Bem, este exemplo poderia ser um traço da personalidade de qualquer pessoa. Mas, como não é novo o relato acima, pelo contrário, é recorrente nas nossas relações com mulheres brancas, resolvi tecer algumas reflexões acerca do assunto. 

A Síndrome da Princesa, geralmente, acomete mulheres brancas, principalmente das classes médias e altas que, desde pequenas, por causa do fenótipo (raça), recebem demasiada atenção, bajulação, paparicação, aprovação, elogios e confirmação. Ao crescerem e se tornarem adultas, elas, que sentem ser o gênero legítimo, ter a pele certa, o cabelo padrão e  os traços que jamais as expõem à hostilidade, comportam-se como se o mundo fosse o seu reinado e, os súditos, pessoas racializadas que devem atender às suas necessidades e demandas ou, simplesmente, existir para os seus desejos. Ela só abaixa a cabeça para o homem branco, também privilegiado. Com mulheres pretas, elas são extremamente agressivas, um tipo de agressividade que sai de forma sutil e mascarada, afinal, princesas são delicadas e meigas e não podem demonstrar a raiva abertamente. 

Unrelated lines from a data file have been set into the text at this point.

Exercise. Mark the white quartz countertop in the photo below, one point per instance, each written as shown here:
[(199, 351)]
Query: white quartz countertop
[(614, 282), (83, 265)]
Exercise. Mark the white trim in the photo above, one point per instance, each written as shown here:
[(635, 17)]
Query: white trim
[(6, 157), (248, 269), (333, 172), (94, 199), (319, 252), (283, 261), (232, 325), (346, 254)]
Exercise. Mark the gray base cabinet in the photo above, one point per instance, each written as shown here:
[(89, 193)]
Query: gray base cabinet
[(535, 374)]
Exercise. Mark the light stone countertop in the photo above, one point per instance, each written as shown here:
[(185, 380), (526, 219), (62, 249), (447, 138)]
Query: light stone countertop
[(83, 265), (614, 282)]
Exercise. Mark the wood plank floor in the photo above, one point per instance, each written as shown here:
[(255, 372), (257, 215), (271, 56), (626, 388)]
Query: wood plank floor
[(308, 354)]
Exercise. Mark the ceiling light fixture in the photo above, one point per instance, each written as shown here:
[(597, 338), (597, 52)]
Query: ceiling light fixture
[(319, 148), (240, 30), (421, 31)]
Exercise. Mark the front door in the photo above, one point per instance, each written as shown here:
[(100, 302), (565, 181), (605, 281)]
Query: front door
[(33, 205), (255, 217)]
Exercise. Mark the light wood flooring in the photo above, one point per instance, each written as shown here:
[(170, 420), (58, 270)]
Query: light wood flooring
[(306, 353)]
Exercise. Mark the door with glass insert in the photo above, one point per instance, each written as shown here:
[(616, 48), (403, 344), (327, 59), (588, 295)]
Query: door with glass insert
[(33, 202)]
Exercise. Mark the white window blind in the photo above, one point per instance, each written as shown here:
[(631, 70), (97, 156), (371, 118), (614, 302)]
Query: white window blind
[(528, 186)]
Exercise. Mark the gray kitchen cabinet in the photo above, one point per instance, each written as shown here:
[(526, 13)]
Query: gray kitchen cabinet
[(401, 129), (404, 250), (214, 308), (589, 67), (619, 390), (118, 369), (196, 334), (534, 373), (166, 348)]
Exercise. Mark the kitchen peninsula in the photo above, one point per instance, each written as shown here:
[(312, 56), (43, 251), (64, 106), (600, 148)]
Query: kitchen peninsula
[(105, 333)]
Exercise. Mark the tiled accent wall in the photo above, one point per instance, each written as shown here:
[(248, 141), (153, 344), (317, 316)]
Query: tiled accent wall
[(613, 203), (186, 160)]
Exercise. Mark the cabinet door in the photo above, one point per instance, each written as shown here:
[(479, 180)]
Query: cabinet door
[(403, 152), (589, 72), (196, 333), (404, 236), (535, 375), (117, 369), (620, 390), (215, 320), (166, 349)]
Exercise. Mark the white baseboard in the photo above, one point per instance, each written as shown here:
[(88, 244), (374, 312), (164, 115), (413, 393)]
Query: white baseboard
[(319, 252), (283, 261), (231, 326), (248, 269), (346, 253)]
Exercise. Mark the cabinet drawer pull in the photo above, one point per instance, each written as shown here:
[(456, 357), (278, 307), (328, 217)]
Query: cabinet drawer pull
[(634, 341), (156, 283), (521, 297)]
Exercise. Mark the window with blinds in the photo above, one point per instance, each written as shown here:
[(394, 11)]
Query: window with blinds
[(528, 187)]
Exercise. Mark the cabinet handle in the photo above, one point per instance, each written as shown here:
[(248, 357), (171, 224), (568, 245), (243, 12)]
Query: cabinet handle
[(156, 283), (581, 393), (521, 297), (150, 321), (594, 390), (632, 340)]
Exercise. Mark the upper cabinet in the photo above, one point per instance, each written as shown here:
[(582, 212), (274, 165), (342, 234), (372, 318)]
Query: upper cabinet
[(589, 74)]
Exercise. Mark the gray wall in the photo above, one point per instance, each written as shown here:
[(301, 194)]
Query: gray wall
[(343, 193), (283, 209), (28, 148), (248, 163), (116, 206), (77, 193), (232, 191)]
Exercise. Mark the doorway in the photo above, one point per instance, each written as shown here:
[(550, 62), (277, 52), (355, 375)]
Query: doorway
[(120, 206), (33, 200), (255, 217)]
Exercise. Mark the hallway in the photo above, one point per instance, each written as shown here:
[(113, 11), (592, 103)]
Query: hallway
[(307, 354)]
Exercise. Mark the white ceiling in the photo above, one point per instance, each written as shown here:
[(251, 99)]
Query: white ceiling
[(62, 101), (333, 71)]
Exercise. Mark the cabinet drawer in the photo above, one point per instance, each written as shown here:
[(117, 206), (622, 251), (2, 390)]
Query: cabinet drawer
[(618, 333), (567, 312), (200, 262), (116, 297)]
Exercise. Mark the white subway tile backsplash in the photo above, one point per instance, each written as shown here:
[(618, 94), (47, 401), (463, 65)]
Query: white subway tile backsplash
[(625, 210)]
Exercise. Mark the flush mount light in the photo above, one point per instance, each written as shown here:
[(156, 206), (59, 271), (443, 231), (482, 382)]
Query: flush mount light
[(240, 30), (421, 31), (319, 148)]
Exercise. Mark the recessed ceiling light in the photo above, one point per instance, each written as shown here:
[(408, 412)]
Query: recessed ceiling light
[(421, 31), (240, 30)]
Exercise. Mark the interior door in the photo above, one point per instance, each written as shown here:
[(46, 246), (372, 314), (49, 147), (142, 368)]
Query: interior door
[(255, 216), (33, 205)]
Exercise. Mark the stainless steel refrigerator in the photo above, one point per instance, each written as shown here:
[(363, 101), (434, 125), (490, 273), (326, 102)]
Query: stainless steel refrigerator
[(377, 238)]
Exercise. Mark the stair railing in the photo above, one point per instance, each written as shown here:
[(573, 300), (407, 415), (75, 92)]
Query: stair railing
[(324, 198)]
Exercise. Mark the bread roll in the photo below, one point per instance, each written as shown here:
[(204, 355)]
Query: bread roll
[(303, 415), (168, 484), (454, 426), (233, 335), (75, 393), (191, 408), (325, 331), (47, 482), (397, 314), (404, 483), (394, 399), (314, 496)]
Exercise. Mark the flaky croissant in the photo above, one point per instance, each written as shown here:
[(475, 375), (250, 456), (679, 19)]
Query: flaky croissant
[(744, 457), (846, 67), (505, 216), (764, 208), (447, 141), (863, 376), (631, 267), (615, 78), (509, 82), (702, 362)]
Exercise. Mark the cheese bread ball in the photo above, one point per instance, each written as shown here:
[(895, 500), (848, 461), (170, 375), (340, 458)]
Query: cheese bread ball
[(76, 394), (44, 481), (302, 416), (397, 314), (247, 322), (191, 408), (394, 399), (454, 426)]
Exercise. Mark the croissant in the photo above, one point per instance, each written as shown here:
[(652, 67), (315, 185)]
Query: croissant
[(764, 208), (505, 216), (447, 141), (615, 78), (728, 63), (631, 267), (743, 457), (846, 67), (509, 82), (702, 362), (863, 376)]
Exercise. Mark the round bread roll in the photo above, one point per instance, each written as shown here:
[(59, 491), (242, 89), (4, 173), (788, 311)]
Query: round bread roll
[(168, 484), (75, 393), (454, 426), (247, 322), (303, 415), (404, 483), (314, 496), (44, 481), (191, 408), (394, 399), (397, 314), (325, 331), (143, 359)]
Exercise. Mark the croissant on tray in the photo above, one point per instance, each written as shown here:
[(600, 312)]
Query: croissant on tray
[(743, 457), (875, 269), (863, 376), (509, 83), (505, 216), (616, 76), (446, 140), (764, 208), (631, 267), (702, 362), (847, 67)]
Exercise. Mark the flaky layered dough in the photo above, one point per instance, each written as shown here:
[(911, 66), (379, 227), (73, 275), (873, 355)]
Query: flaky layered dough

Nos arquétipos disponíveis no mundo colonizado e globalizado, as princesas brancas e ocidentais podem fornecer alguns elementos, como traços da personalidade de mulheres brancas brasileiras, construidos na socialização marcadamente racista, classista e machista. São elas: a Rapunzel, A Cinderela e a Branca de Neve. 

A Rapunzel é aquela menina branca, criada com toda a proteção da família e da sociedade, pois o seu fenótipo evoca inocência e cuidado. Ela é tratada como um bibelô e, de pessoas racializadas, solicita cuidado e proteção.  A Rapunzel está presa na sua torre simbólica e, nas relações sociais, se comporta como se todos devessem libertá-la da sua “prisão”. Ela é aquela que exige tudo, que tudo espera e nada faz em troca: “Ninguém me ligou para saber como estou”, “Ninguém pergunta a minha opinião”, “Ninguém me leva para passear”. É sempre o outro quem lhe deve algo e, quando encontra uma mulher negra, vista como a sua empregada, tende a sugar dela até a alma. São aquelas mulheres que não vivem sem uma doméstica, para quem desabafa os problemas e a tem como conselheira, amparo emocional, seja nas tarefas do dia a dia que como “paparicadeira”.  A Rapunzel é o exemplo perfeito da mulher branca infantilizada. Sobre isso, com a pesquisadora Vanessa Diniz, do departamento de psicologia da Universidade Federal Fluminense, escrevi um artigo intitulado “A infantilização de mulheres brancas: dispositivo de raça, gênero e classe na construção de subjetividades”, disponível na Revista Teoria e Cultura da Universidade Federal de Juiz de Fora. 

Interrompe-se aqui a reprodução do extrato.